Press Releases

The Joint Corp. Reports First Quarter 2017 Financial Results

Revenue Increased 33% to $5.7 Million Compared to Prior Year Period

 Added 12 new Franchise Clinics in First Quarter

System-wide Comp Sales1 of 19%

SCOTTSDALE, Ariz., May 11, 2017 (GLOBE NEWSWIRE) -- The Joint Corp. (NASDAQ:JYNT), a national operator, manager and franchisor of chiropractic clinics, today reported results for the first quarter ended March 31, 2017.    

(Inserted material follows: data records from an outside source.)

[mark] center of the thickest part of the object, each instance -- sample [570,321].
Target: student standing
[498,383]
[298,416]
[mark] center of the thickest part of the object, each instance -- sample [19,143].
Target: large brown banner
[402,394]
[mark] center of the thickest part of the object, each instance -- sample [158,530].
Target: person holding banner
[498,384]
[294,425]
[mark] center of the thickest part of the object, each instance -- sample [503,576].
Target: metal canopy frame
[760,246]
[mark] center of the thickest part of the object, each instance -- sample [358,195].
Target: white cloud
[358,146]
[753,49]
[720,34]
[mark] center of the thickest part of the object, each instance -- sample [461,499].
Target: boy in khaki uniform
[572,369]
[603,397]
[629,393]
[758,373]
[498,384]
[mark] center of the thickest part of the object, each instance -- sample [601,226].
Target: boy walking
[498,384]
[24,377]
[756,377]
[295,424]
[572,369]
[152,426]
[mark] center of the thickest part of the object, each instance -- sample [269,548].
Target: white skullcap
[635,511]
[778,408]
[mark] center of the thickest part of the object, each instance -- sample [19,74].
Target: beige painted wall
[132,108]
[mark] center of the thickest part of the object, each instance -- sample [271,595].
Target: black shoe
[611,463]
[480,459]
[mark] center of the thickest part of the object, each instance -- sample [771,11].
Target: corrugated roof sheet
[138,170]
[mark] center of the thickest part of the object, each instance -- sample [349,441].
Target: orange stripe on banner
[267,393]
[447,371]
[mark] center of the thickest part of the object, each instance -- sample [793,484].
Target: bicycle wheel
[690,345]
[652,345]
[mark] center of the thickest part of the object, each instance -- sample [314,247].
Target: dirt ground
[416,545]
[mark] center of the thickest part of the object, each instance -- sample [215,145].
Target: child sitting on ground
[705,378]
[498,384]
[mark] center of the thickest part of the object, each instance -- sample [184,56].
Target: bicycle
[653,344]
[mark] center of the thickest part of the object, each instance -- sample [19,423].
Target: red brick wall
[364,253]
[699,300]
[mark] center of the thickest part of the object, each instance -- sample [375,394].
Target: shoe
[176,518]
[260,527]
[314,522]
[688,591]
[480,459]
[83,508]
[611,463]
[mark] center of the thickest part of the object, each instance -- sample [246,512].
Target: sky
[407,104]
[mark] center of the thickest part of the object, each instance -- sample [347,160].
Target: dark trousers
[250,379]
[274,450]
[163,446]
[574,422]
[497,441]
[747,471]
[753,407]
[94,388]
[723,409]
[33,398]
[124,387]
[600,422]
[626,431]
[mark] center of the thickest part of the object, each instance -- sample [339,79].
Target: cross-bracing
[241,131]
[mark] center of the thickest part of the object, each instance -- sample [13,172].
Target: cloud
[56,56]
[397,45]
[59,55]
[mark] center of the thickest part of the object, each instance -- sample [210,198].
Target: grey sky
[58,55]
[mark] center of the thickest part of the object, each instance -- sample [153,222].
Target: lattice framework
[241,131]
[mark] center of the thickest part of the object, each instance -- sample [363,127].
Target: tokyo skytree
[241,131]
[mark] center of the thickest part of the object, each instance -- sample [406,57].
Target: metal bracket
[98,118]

First Quarter 2017 Financial Highlights

  • Revenue increased 33% in the first quarter to $5.7 million, up from $4.3 million in the prior year first quarter
  • System-wide comp sales[1] were 19%
  • Net loss improved 53% compared to the same quarter last year to ($1.6) million
  • Added 12 new franchised clinics, ending the first quarter of 2017 with 373 total clinics in operation, a net increase of 42 total clinics from March 31, 2016

“We continued our progress toward profitability in the first quarter,” said Peter D. Holt, president and chief executive officer of The Joint Corp. “First quarter results reflect continued strong growth in our business as system-wide comp sales were 19% and revenue growth was 33%, in both cases as compared with the first quarter of last year. For the remainder of the year we are focused on achieving profitability in our corporate clinic segment, expanding our franchise network by adding 50 to 60 new franchised clinics in 2017, and continuing to control operating costs.”

Holt added, “Based upon our current core customer profile and usage, we have identified the opportunity to expand to more than 1,700 clinics across the country. With 373 clinics today, the road before us is clear. To fully capitalize on this opportunity, we will focus on rapid expansion through our franchising efforts, amplified by our network of strategically located company-owned or managed clinics.”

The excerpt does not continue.